Dose prediction models are mainly used for treatment planning. This means that in practice, in addition to the dose prediction, a second model is required to convert the predicted dose into an actual plan that is executable for the specific treatment technique. In this latter step, a final optimization incorporates individual case properties, physical constraints and dose delivery hardware. In our case, we want to use the dose prediction model for another purpose.
Contouring of targets and organs at risk (OAR), the step that takes place prior to planning, is also subject to automation to improve efficiency and consistency with respect to the current manual process. To ensure quality, an assessment of the contours is required. Usually, visual inspection is the go-to method; however, this is a time-consuming task.
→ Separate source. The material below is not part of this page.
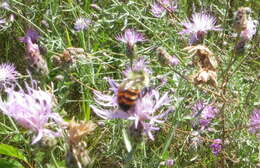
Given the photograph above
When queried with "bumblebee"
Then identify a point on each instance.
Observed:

For each target and OAR, every slice needs to be visually inspected and if necessary, manually adjusted if deemed incorrect. Especially for deep learning based auto-segmentation models, a lack of robustness could result in unpredictable errors that can happen anywhere within the image volume [
10]. Although often such errors are small and might not have a critical effect on the treatment, in assessing the contours, we postulate that it would be beneficial to know the possible clinical impact of critical errors and of those where no further assessment is required. A deep learning model that can give an accurate prediction of the dose received by an OAR instantly, could provide the required information to assess the clinical impact of contour variations.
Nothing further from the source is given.